株式投資をする上で、近年から注目されているのが米国株投資です。

2020年には、コロナウイルスで経済が酷い状況にもかかわらず、S&P500といった米株価指数は11月に最高値を更新しました。

下記キャプチャは米国版Yahoo!financeのS&P500のチャート推移ですが、2009年以降右肩上がりを続けています。

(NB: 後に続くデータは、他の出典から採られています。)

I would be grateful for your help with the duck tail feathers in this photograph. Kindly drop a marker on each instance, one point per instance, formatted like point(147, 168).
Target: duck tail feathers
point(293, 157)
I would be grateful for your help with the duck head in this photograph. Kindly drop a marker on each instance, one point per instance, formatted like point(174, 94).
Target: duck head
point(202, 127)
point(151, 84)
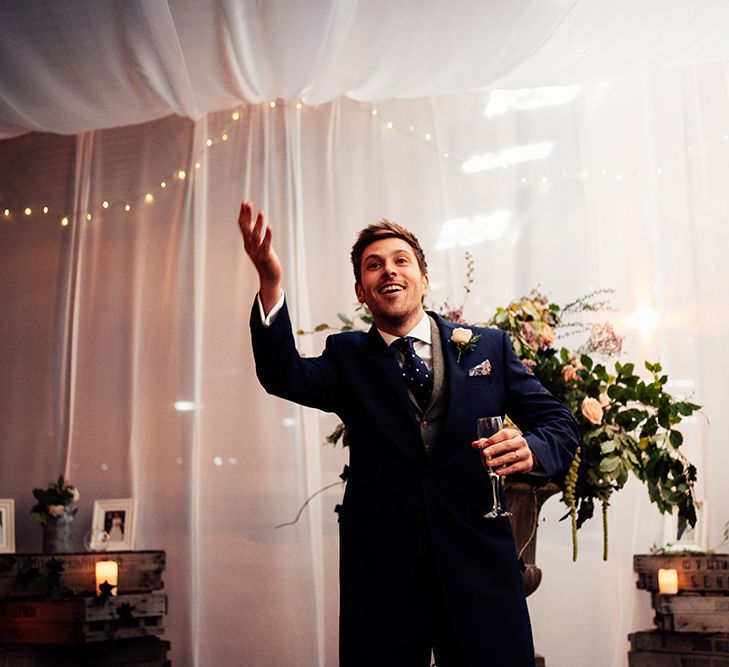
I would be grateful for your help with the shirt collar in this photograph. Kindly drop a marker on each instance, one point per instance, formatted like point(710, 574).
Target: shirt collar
point(421, 332)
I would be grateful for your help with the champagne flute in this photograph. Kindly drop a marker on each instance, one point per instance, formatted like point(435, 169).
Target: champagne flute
point(485, 428)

2020年、コロナショックによる大幅な暴落をつけたものの、凄まじい勢いで価格を戻していますが、その背景には、米国政府からの経済支援があり、行き場を失った資金が株式市場に流れてきたことが要因として挙げられます。

株価指数が好調ということは、株価指数に連動した動きをするインデックスファンドも好調ということになるのですが、そこで疑問にあがるのが米国株のみに投資をした方がいいのかという点です。

そこで、本記事では米国株について解説したうえで、どのような組み方の投資がいいのかについて解説いたします。

米国株が人気の理由

過去の暴落から立ち直ってきた

先ほどのチャートを見ていただいてもお分かりになるのですが、改めて1991年以降のS&P500の推移を見てみましょう。

大きく暴落が起きている箇所では、

・2001年アメリカ同時多発テロ

・2008年リーマンショック

・2020年コロナショック

などがありますが、どちらも数年間の低迷を見せた後は、堅調に右肩上がりに推移、2020年に関しては政府の強力な支援もあり数ヶ月で価格を戻しています。

このことから、長期投資を行う人の中では米国株に人気があります。

人口増加

人口が増加するということは「労働力」に密接に繋がってきます。

労働力が増えれば、当然経済成長に繋がってきますので、今後も人口増加が見込まれる米国株が人気になるのも納得ができます。

ちなみに、G7と呼ばれる主要先進国の中でも今後も人口増加が続くと見られているのはアメリカだけです。

また、アメリカでは個人消費の割合がGDPの約70%を占めていると言われています。

当然、消費が増えればお金の流れが良くなりますので、経済成長に期待ができるということも人気の理由の1つです。

Column

GDPとは?

Gross Domestic Productと言って、国内総生産という意味で、国内で一定期間の間に生産されたモノやサービスの付加価値の合計金額のことです。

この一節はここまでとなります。